Reporter assays confirmed allele-specific regulatory activity for the EABD-associated variant, rs7962469, near ACVR1B with the G allele associated with decreased reporter gene expression, increased COPD susceptibility, and upper lobe emphysema predominance.
Multiple lines of evidence provide strong support for the allelic effect of the emphysema-associated variant rs7962469 on expression of ACVR1B. Seventy-three separate Roadmap Epigenomics/ENCODE experiments indicate that the rs7962469 variant lies in a region of open chromatin. Our integrative genomics analysis prioritized rs7962469 as the most likely functional variant in this region. eQTL data from GTEx link this variant to ACVR1B gene expression in lung and Epstein-Barr virus–transformed lymphocytes, and we demonstrated allele-specific enhancer activity in 16HBE and Jurkat cell lines. These observations, together with the observation of an EABD colocalizing signal with SMAD3 expression, suggest that genetic susceptibility to emphysema is mediated in part through TGF-β signaling.
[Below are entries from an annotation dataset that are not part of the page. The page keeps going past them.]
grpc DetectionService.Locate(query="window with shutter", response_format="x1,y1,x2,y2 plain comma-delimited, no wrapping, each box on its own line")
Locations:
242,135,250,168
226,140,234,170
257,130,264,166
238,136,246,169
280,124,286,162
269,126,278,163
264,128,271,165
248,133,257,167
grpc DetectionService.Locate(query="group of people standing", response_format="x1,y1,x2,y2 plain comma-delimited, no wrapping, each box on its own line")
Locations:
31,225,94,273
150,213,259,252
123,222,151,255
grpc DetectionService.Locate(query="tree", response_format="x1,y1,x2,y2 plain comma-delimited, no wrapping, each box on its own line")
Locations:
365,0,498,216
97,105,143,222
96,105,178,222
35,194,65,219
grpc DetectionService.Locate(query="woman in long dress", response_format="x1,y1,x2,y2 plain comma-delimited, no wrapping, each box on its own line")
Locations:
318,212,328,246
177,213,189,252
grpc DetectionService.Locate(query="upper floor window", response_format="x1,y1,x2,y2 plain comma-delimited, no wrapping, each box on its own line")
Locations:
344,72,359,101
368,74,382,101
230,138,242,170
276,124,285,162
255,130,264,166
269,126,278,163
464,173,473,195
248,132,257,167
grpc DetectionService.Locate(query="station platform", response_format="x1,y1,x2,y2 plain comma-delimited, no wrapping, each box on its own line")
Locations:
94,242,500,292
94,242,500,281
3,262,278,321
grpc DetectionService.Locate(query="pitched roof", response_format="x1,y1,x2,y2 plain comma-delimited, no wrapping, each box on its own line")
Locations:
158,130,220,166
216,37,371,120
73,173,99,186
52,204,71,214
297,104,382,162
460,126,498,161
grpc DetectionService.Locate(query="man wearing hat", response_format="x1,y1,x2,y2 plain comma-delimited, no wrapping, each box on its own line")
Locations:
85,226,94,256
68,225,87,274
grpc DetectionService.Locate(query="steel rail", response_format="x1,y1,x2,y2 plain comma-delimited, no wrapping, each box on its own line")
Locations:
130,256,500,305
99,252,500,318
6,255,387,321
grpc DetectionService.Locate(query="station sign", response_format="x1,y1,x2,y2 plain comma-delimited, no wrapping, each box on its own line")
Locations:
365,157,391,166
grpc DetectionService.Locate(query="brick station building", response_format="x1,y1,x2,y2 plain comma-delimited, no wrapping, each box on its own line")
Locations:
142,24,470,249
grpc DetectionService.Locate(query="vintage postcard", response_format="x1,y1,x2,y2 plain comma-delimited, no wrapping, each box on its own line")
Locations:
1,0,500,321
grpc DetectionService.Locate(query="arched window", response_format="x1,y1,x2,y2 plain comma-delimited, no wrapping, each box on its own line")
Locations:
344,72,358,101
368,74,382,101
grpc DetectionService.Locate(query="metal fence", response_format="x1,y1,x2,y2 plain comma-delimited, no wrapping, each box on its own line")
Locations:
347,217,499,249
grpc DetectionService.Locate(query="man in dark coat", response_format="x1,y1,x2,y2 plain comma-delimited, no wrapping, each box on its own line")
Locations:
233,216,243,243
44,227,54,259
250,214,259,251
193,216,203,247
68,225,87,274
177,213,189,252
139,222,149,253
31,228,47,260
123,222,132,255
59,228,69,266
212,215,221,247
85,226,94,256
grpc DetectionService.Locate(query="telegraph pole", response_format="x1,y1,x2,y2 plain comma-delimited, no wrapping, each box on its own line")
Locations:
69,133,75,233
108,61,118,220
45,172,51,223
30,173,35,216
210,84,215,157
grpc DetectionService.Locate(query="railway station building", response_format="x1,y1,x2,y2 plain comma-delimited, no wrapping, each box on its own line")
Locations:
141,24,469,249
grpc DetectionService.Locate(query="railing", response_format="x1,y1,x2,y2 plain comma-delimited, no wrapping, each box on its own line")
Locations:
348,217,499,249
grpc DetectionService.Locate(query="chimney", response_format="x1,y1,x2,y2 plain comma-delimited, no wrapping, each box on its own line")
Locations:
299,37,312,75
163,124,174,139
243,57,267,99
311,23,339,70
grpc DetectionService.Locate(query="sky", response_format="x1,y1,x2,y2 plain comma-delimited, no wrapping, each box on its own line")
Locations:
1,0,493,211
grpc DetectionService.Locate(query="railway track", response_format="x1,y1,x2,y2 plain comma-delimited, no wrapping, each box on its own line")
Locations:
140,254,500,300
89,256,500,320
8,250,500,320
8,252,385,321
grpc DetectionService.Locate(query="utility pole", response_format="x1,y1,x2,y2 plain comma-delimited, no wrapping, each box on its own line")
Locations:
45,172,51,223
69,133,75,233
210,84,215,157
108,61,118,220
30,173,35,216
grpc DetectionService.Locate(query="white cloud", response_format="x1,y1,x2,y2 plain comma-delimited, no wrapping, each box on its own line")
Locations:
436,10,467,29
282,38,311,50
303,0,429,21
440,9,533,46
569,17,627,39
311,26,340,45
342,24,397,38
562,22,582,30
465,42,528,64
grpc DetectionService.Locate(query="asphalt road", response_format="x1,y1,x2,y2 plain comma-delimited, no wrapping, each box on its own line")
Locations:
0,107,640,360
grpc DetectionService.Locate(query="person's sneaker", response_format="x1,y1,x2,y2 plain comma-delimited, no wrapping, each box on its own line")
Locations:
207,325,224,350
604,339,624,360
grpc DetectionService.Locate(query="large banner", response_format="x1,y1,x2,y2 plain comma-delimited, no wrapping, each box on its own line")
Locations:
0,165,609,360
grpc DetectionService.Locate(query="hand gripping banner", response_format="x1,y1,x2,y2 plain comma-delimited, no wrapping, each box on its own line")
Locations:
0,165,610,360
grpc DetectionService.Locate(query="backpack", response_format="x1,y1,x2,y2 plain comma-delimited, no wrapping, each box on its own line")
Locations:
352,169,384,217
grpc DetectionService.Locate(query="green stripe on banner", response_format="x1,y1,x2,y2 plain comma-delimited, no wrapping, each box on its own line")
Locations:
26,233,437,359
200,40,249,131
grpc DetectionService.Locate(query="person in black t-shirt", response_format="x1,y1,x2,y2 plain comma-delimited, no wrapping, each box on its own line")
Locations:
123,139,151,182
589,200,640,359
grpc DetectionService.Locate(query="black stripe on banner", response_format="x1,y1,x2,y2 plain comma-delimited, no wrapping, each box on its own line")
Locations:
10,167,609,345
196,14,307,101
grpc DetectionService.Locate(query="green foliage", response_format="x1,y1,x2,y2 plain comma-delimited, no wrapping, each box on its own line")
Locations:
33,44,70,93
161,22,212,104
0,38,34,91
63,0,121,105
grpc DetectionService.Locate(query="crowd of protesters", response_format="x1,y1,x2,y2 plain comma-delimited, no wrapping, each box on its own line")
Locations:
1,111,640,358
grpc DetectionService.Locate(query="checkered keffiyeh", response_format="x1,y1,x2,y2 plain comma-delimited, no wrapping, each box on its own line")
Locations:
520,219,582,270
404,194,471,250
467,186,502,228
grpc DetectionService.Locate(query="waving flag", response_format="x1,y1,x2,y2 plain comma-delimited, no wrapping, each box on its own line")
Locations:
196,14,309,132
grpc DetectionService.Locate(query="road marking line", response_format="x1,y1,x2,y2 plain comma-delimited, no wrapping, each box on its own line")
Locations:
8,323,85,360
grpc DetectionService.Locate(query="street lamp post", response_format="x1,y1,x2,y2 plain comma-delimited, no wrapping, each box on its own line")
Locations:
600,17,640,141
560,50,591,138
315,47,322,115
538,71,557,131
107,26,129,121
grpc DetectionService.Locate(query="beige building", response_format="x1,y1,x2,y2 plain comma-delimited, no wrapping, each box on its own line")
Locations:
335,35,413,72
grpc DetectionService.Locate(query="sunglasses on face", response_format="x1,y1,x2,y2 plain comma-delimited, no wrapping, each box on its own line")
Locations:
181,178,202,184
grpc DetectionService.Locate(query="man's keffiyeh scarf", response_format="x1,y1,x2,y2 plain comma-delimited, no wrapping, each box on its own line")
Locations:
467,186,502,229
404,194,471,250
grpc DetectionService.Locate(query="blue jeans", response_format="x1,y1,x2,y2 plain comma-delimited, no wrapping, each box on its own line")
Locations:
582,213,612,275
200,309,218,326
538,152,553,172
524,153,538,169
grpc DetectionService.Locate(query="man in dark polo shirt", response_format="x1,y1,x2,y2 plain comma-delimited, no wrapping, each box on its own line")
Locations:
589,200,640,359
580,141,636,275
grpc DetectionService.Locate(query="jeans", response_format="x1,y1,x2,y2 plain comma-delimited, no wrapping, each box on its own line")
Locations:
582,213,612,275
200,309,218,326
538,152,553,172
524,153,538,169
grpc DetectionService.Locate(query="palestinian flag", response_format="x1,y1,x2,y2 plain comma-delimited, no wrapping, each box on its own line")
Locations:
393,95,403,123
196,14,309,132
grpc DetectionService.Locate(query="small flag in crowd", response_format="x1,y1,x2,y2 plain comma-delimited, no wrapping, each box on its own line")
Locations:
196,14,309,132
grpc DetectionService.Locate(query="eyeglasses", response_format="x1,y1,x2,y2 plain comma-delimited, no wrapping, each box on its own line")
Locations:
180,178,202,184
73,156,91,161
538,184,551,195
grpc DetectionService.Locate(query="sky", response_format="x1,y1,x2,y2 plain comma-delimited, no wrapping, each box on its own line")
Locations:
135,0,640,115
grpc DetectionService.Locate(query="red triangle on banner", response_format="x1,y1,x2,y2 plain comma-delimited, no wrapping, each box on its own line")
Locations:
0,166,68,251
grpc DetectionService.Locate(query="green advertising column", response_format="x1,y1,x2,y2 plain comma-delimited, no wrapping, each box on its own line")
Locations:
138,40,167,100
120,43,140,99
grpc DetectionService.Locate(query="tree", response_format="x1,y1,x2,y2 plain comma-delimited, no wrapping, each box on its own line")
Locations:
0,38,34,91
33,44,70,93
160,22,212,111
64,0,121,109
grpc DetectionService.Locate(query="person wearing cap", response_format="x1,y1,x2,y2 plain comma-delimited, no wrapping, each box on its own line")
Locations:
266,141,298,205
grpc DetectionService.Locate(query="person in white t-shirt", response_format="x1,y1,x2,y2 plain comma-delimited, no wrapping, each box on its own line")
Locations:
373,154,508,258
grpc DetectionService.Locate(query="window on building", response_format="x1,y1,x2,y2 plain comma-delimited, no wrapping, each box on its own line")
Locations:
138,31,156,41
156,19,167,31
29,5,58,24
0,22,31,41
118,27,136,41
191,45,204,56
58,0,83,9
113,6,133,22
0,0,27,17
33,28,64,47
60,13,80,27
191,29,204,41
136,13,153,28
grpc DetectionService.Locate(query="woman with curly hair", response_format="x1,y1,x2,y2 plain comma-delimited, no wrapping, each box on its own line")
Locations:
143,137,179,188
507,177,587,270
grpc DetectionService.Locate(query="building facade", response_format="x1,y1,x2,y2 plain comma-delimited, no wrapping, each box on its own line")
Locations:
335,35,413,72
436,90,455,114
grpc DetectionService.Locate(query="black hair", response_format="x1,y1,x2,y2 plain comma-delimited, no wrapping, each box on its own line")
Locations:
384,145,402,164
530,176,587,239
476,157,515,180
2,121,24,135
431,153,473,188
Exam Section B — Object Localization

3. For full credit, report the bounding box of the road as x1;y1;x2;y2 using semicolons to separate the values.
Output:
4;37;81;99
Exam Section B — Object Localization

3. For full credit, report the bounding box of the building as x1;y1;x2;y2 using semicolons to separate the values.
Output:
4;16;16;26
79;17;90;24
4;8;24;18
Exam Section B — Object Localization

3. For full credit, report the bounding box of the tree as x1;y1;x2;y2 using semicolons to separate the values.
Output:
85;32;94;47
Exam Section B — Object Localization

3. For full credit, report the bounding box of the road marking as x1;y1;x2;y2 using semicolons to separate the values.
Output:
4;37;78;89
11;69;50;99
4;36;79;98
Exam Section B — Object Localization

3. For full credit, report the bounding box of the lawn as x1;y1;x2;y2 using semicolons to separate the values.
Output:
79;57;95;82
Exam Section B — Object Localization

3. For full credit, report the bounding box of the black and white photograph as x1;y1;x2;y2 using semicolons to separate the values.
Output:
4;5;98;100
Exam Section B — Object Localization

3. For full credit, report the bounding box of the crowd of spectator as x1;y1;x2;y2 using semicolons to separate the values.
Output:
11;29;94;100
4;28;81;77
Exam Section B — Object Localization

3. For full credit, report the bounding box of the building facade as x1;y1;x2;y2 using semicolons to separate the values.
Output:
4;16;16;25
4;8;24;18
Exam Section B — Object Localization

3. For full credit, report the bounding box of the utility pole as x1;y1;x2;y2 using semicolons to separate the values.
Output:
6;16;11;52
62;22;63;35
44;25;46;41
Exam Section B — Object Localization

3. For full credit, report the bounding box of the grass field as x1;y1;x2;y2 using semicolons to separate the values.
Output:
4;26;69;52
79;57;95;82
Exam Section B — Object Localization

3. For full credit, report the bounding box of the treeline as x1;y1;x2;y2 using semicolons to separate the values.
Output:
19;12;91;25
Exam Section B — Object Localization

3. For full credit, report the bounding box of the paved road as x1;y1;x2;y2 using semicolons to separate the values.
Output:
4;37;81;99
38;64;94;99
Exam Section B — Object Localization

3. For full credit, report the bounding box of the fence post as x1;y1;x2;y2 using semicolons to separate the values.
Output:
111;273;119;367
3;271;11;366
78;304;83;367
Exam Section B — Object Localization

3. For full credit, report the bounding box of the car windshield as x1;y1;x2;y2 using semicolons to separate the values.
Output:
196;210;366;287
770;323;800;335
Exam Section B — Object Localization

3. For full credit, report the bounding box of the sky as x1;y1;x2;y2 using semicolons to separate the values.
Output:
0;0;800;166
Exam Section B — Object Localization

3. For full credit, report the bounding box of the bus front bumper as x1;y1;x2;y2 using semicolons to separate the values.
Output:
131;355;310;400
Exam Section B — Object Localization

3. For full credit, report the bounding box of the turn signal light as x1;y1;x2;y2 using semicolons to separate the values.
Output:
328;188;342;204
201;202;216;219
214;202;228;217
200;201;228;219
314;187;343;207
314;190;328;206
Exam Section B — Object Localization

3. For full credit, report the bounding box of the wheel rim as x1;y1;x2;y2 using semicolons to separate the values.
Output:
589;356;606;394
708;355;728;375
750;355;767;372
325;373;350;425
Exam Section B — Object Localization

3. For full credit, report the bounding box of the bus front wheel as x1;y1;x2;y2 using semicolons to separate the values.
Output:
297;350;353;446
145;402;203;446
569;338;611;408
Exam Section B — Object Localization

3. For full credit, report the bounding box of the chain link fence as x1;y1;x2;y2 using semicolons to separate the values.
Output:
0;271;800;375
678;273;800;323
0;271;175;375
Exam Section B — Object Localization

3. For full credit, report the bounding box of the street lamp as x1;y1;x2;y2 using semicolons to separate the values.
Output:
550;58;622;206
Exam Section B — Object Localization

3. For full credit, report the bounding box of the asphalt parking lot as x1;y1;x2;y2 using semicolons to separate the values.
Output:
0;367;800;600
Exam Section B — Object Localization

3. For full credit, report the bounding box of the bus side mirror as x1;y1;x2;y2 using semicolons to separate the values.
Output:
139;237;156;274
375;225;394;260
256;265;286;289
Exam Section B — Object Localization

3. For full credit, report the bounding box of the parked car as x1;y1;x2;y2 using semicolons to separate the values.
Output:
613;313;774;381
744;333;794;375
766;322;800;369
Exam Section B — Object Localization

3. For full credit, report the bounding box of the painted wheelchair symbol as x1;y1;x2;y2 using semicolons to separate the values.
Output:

ACVR1B, also known as ALK-4, acts as a transducer of activin-like ligands that are growth and differentiation factors belonging to the TGF-β superfamily of signaling proteins. Although ACVR1B has not previously been associated with emphysema distribution, prior genetic studies have demonstrated an association of gene polymorphisms of the TGF-β superfamily with COPD (32, 33), and TGFB2 (transforming growth factor-β2) expression levels were reduced in a set of Lung Tissue Research Consortium COPD lung tissue samples compared with controls (31). A network analysis incorporating COPD GWAS and protein–protein interaction data included ACVR1B in a 10-gene consensus network module associated with COPD case–control status (34), and a separate lung eQTL network analysis also highlighted ACVR1B as a potential COPD candidate gene (35). Our demonstration of a COPD-associated functional variant associated with ACVR1B expression in the lung adds to multiple lines of prior evidence implicating TGF-β signaling in COPD, but more work is warranted to elucidate the functional mechanisms by which ACVR1B contributes to the development of COPD and emphysema.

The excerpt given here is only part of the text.